You are viewing a plain text version of this content. The canonical link for it is here.

Posted to dev@spark.apache.org by Bin Wang <wb...@gmail.com> on 2015/03/24 09:08:26 UTC

Optimize the first map reduce of DStream

Hi,

I'm learning Spark and I find there could be some optimize for the current
streaming implementation. Correct me if I'm wrong.

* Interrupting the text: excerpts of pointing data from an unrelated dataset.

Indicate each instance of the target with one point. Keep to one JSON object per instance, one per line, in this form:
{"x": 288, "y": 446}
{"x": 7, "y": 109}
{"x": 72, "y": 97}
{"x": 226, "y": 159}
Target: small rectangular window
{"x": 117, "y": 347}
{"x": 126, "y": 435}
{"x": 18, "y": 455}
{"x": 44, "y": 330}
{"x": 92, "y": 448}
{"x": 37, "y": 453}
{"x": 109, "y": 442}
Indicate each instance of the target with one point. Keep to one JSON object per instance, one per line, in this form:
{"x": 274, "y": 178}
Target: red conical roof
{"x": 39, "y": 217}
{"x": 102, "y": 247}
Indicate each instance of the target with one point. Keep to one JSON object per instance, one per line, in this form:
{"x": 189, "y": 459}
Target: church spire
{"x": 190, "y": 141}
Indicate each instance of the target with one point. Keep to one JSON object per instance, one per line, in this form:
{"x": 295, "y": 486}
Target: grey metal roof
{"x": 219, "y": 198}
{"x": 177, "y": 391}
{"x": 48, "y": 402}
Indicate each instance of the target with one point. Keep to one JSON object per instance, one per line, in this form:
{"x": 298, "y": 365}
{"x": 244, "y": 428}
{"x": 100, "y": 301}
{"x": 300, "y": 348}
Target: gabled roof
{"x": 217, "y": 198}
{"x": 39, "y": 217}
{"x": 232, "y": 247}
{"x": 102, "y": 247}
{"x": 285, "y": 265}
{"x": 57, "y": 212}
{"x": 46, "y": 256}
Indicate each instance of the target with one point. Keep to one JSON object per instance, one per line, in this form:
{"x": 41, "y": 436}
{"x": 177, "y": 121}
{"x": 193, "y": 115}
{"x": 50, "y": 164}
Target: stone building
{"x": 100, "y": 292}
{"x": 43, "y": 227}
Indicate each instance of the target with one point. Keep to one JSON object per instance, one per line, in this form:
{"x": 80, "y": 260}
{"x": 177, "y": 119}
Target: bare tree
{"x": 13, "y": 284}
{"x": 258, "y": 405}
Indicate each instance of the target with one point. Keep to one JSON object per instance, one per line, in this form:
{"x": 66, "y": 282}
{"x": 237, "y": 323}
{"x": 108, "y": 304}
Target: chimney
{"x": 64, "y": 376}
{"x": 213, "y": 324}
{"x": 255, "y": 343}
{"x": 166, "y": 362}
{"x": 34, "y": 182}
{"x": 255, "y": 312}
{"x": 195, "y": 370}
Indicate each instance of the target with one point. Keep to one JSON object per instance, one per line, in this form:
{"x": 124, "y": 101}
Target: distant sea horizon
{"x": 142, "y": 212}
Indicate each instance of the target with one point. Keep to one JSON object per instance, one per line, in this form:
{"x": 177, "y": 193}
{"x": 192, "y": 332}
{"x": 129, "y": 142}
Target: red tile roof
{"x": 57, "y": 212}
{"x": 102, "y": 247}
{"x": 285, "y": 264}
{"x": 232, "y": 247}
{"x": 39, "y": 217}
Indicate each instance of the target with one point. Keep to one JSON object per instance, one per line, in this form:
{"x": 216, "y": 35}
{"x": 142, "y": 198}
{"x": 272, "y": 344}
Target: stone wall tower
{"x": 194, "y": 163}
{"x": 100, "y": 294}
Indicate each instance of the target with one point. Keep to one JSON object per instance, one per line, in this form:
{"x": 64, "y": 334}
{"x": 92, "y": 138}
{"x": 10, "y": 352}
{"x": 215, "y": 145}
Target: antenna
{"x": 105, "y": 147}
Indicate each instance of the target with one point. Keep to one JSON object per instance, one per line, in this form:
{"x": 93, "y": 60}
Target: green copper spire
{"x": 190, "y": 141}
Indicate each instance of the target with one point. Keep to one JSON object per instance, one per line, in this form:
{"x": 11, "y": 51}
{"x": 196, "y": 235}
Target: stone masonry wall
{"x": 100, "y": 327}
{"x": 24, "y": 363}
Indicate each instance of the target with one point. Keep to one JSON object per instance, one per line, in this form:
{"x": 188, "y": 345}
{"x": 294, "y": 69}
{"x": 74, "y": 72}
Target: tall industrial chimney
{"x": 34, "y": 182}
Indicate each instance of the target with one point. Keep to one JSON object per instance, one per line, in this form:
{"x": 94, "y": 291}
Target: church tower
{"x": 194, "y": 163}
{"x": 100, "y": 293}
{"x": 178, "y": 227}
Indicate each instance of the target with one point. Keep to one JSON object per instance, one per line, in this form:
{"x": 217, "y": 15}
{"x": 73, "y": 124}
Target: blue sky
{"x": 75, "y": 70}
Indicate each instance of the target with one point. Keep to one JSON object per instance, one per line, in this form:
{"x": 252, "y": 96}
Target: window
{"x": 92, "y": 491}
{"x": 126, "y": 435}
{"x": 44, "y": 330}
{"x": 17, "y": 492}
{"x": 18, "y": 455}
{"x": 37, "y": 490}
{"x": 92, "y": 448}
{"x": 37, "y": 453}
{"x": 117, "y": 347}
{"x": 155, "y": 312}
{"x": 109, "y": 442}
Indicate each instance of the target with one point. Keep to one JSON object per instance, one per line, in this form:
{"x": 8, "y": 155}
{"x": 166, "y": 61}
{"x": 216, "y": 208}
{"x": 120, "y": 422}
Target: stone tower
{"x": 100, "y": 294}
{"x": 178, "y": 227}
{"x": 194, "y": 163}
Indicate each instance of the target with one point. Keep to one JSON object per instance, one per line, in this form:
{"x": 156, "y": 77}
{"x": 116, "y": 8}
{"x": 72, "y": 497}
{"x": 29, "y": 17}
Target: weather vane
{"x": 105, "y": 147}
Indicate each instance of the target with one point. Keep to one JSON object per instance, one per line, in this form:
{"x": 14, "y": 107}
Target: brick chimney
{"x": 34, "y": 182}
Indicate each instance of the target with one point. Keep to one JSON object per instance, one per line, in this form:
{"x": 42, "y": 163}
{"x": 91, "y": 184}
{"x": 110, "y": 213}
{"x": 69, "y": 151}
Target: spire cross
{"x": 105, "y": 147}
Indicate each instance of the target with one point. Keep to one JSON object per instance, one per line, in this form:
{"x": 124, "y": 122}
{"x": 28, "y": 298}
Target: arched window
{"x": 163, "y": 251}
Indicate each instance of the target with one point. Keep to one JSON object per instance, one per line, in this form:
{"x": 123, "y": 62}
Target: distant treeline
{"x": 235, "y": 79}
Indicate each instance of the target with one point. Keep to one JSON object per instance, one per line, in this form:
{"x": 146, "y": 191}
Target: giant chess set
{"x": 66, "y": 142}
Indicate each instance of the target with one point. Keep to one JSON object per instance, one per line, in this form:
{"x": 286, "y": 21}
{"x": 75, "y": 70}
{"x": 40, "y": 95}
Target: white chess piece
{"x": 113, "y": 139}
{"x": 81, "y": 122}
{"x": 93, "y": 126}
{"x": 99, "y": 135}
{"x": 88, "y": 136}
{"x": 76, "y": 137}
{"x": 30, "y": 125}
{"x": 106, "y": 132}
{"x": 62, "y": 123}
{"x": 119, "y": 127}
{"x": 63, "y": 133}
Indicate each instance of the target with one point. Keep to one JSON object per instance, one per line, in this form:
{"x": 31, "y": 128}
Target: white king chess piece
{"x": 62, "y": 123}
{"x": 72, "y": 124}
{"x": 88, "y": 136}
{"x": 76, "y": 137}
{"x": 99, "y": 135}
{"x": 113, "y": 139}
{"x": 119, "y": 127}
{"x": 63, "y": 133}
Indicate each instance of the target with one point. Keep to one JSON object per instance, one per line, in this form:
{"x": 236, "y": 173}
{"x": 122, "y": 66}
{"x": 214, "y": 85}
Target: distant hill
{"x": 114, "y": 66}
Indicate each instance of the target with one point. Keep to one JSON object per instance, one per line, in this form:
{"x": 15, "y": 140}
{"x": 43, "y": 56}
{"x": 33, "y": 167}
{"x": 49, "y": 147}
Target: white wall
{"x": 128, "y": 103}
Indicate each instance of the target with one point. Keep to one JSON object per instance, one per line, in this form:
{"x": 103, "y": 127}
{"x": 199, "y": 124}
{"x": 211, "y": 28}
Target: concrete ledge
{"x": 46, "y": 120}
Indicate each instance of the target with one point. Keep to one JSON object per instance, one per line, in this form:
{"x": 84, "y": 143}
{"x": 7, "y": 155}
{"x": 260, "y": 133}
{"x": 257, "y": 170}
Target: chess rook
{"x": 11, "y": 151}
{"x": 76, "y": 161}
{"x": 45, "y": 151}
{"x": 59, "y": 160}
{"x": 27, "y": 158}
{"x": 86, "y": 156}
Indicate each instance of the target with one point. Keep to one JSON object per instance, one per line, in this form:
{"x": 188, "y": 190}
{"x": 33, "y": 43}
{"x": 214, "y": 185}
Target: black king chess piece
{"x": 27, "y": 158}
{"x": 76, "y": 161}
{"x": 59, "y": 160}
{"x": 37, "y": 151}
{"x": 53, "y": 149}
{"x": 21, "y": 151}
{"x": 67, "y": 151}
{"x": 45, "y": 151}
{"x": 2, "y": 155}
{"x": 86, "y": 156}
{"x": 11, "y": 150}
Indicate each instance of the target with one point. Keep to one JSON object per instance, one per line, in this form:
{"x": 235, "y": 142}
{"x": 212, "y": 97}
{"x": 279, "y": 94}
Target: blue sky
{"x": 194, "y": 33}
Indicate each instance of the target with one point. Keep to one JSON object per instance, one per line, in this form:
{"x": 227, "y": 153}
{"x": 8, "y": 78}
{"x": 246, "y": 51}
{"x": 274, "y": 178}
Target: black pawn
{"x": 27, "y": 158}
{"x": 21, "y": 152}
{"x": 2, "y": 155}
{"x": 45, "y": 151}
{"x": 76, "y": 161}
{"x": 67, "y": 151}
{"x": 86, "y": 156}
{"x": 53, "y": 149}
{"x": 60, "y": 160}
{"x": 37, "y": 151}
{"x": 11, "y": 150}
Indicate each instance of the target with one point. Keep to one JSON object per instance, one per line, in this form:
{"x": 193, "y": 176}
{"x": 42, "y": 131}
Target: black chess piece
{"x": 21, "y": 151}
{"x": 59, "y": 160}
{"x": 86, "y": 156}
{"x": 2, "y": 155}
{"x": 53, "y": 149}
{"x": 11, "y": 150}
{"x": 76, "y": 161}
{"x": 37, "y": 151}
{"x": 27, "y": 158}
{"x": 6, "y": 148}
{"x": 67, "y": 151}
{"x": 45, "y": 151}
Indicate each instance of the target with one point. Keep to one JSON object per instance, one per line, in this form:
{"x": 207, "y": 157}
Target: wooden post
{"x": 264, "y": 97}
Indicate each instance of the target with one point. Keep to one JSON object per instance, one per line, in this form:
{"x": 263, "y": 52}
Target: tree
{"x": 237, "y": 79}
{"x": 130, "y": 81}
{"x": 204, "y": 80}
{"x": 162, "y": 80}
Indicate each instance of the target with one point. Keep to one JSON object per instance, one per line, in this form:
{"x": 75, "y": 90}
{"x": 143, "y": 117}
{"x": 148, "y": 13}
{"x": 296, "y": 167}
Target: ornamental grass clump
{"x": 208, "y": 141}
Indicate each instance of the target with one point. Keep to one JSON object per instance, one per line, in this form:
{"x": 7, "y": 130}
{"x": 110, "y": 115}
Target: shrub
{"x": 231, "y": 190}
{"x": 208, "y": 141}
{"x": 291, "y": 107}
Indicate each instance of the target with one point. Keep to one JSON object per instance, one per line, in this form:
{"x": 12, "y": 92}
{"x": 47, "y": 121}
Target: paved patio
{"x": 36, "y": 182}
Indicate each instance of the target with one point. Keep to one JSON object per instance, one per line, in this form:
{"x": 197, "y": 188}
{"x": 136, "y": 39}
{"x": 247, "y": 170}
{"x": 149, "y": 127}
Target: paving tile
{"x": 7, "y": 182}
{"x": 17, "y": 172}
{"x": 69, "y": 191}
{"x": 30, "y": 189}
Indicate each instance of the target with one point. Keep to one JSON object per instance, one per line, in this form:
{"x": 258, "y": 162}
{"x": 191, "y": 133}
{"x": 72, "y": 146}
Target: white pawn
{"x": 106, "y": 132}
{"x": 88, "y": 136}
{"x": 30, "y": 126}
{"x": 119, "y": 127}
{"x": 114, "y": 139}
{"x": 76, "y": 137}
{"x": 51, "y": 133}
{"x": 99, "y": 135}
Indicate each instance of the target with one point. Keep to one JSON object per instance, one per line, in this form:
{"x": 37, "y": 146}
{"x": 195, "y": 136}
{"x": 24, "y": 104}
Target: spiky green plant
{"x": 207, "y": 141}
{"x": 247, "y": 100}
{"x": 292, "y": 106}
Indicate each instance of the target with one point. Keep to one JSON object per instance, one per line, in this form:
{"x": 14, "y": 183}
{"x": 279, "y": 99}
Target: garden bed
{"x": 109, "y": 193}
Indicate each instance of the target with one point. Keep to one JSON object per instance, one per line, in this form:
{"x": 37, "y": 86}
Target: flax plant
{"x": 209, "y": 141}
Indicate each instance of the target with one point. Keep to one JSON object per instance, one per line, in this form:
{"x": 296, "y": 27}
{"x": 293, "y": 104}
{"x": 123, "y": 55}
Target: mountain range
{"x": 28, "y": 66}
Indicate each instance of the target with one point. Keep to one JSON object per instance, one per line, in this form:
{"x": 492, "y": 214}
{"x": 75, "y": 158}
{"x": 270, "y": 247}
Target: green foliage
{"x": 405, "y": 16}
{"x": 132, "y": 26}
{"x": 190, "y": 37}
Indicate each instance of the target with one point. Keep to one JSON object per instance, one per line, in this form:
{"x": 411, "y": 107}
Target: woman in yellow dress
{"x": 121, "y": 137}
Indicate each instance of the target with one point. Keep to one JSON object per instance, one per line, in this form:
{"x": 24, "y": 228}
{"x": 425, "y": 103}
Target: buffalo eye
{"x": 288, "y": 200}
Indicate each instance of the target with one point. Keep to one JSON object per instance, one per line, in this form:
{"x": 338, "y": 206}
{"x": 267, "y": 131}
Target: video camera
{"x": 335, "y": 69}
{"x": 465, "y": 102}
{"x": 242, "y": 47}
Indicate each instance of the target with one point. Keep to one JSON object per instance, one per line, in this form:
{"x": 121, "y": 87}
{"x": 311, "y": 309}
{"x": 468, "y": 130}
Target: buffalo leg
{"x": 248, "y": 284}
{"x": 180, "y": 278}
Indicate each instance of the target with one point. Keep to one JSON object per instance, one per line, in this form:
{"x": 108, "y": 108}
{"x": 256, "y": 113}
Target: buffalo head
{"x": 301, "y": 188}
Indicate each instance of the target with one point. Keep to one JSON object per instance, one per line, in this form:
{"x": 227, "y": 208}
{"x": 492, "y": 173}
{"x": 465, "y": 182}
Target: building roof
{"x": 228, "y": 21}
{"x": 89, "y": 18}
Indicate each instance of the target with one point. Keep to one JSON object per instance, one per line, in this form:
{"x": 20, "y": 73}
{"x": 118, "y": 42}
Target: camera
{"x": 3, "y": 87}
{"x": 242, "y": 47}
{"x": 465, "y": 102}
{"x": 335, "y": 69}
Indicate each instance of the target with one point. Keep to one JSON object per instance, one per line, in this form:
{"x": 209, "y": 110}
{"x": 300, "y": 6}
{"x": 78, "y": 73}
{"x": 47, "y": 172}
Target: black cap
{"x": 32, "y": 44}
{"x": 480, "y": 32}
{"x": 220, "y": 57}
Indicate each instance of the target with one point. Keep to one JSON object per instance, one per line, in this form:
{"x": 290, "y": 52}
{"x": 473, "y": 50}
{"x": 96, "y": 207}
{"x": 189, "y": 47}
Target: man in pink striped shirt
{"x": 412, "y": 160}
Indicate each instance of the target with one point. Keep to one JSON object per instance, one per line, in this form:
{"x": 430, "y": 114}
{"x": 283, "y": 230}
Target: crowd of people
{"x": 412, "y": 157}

The current streaming implementation put the data of one batch into memory
(as RDD). But it seems not necessary.

For example, if I want to count the lines which contains word "Spark", I
just need to map every line to see if it contains word, then reduce it with
a sum function. After that, this line is no longer useful to keep it in
memory.

That is said, if the DStream only have one map and/or reduce operation on
it. It is not necessary to keep all the batch data in the memory. Something
like a pipeline should be OK.

Is it difficult to implement on top of the current implementation?

Thanks.

---
Bin Wang

Re: Optimize the first map reduce of DStream

Posted by Zoltán Zvara <zo...@gmail.com>.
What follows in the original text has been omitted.